May Flowers! This is one of my oldest samplers, so it’s time I finally tend to it (at least there is no coconut in it, so dodged a bullet there!) This is a guayusa tea blended with jasmine green tea (I admittedly can’t stand a plain, heavily-scented jasmine tea, but have found I’m usually fine when it’s blended with other things so it’s more subtle), and it also has some hibiscus petals as well as some strawberry (since my sampler was before they changed the formula to raspberry) and rosehip to add some other fruity notes.
Brewed up warm, this tea has a very odd aroma… I’m getting a somewhat tobacco smoky but somewhat earthy scent from the guayusa, but it is mixed with a very sweet floral aroma. Honestly, I don’t think the two really pair all that well, and after tasting the tea, I feel about the same. The flavor of the guayusa is a bit dominating and that smoky flavor sticks out a bit rather than really mixing well with the floral jasmine and soft, underlying fruity notes. It feels a little off. I think if it was a little more subdued it would be better, or maybe if the tea was somehow a little more naturally sweet, somehow the profile would work better. Since I still have quite a bit of the sampler left, I do plan to play around with brew amounts, water temperature, and steep time, and see if I can’t get a more favorable tasting cup out of this. I feel there may be potential, but for now I’m not impressed.

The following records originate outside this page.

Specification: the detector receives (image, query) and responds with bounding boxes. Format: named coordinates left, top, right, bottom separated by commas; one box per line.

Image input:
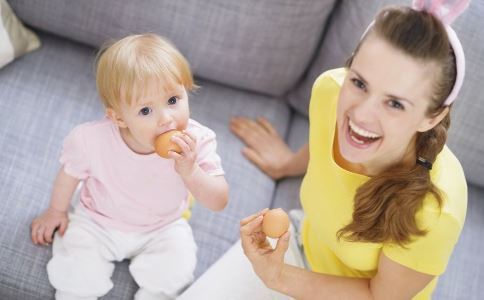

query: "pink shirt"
left=60, top=118, right=224, bottom=232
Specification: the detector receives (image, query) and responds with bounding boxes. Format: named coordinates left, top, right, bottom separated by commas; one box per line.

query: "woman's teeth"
left=348, top=120, right=381, bottom=144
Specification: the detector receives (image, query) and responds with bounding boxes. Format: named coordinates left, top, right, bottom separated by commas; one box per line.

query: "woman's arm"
left=272, top=254, right=433, bottom=300
left=230, top=116, right=309, bottom=180
left=240, top=210, right=434, bottom=300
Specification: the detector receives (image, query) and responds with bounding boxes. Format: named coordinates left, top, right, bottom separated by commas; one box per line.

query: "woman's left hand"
left=240, top=209, right=291, bottom=288
left=169, top=130, right=198, bottom=177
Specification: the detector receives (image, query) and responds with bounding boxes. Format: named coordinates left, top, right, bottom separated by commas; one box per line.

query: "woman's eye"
left=168, top=96, right=178, bottom=105
left=139, top=107, right=152, bottom=116
left=388, top=99, right=405, bottom=110
left=351, top=78, right=366, bottom=90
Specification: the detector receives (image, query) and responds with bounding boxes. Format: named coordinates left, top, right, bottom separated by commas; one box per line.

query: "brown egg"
left=155, top=130, right=182, bottom=158
left=262, top=208, right=289, bottom=238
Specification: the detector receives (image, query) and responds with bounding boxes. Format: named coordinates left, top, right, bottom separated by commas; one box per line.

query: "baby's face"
left=115, top=82, right=190, bottom=154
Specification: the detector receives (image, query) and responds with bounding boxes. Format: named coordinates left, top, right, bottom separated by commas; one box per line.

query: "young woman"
left=232, top=1, right=468, bottom=299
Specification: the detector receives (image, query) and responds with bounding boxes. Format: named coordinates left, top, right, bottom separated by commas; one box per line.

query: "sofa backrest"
left=287, top=0, right=484, bottom=188
left=8, top=0, right=336, bottom=97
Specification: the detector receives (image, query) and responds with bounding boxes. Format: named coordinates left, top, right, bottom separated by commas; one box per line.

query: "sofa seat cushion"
left=0, top=30, right=292, bottom=299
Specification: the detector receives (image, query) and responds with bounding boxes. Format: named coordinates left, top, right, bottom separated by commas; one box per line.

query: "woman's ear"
left=106, top=107, right=128, bottom=128
left=417, top=106, right=449, bottom=132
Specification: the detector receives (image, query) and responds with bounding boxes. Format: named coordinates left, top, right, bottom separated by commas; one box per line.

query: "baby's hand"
left=168, top=130, right=198, bottom=177
left=31, top=207, right=68, bottom=245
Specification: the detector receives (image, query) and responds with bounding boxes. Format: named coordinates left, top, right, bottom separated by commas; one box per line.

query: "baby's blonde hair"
left=96, top=33, right=196, bottom=111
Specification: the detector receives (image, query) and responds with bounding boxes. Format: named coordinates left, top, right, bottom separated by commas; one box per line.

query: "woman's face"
left=336, top=34, right=441, bottom=175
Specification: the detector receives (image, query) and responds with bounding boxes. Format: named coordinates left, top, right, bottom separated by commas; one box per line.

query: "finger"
left=182, top=130, right=197, bottom=144
left=171, top=136, right=190, bottom=154
left=31, top=224, right=38, bottom=244
left=240, top=208, right=269, bottom=226
left=167, top=151, right=183, bottom=160
left=244, top=118, right=268, bottom=136
left=179, top=132, right=196, bottom=152
left=230, top=118, right=250, bottom=138
left=257, top=117, right=277, bottom=135
left=240, top=214, right=265, bottom=238
left=59, top=220, right=68, bottom=236
left=36, top=227, right=45, bottom=245
left=231, top=117, right=264, bottom=136
left=44, top=227, right=55, bottom=244
left=242, top=147, right=266, bottom=170
left=240, top=215, right=264, bottom=253
left=273, top=231, right=290, bottom=261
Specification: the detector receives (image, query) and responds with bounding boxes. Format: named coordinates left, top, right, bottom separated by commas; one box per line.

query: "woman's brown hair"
left=338, top=6, right=457, bottom=246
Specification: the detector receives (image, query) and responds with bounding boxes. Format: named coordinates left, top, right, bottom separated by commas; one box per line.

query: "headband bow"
left=412, top=0, right=469, bottom=106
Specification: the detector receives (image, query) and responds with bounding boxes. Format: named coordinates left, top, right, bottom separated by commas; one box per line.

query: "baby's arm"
left=31, top=167, right=80, bottom=245
left=169, top=131, right=228, bottom=211
left=182, top=169, right=228, bottom=211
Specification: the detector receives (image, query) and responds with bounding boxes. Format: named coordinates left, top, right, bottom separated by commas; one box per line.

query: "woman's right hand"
left=31, top=207, right=68, bottom=245
left=230, top=116, right=295, bottom=180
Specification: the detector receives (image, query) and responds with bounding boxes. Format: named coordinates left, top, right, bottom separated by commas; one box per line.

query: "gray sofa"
left=0, top=0, right=482, bottom=299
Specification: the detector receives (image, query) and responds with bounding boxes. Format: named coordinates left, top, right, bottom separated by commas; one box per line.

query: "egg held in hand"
left=155, top=130, right=182, bottom=158
left=262, top=208, right=290, bottom=238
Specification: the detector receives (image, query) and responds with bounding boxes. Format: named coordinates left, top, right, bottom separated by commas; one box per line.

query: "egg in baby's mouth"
left=348, top=119, right=382, bottom=145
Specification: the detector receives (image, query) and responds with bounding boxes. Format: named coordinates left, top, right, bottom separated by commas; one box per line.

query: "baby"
left=31, top=33, right=229, bottom=300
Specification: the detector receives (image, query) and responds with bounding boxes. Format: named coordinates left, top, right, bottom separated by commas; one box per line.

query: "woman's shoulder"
left=313, top=68, right=347, bottom=90
left=423, top=145, right=467, bottom=225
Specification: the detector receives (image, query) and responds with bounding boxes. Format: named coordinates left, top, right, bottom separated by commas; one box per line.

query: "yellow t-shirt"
left=300, top=68, right=467, bottom=299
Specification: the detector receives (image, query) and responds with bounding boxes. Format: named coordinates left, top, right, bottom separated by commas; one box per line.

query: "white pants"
left=177, top=224, right=306, bottom=300
left=47, top=207, right=197, bottom=300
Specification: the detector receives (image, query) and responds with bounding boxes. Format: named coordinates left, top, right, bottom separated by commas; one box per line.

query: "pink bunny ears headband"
left=413, top=0, right=469, bottom=106
left=363, top=0, right=470, bottom=106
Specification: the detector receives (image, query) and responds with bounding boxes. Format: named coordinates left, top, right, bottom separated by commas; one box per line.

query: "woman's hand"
left=230, top=116, right=295, bottom=180
left=240, top=209, right=291, bottom=288
left=169, top=130, right=198, bottom=177
left=31, top=207, right=68, bottom=245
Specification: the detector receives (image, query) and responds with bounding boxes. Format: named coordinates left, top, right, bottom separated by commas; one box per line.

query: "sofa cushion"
left=8, top=0, right=336, bottom=97
left=287, top=0, right=484, bottom=188
left=433, top=184, right=484, bottom=299
left=445, top=2, right=484, bottom=187
left=0, top=0, right=39, bottom=68
left=0, top=31, right=292, bottom=298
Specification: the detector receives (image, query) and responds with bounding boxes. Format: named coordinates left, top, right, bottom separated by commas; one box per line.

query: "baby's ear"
left=106, top=107, right=128, bottom=128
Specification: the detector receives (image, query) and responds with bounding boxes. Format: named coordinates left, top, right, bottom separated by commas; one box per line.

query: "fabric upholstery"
left=8, top=0, right=336, bottom=97
left=271, top=113, right=308, bottom=211
left=444, top=1, right=484, bottom=187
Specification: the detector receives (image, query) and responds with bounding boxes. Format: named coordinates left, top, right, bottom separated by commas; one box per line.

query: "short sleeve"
left=382, top=210, right=463, bottom=276
left=59, top=125, right=90, bottom=180
left=194, top=127, right=224, bottom=176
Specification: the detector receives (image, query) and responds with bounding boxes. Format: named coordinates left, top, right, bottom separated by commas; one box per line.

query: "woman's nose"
left=353, top=95, right=379, bottom=121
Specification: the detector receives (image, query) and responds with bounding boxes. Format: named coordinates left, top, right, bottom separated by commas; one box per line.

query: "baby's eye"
left=139, top=107, right=152, bottom=116
left=168, top=96, right=178, bottom=105
left=351, top=78, right=366, bottom=90
left=388, top=99, right=405, bottom=111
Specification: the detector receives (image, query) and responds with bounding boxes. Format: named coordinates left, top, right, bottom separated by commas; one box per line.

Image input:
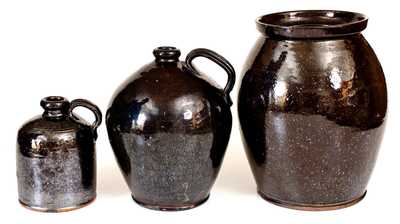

The batch of iced tea I made is a bit more pleasant; the guayusa is still a little stronger than I’d prefer, but much more subdued overall than my warm cup, with far more of the sweeter strawberry and floral jasmine notes coming through. Since my iced tea batch was prepared by cold steeping overnight, this definitely makes me think that experimenting with colder water temperatures and shorter steep times than what Art of Tea recommends may be the secret to a tastier warm cup. But if all else fails, I definitely can sip this down making iced tea!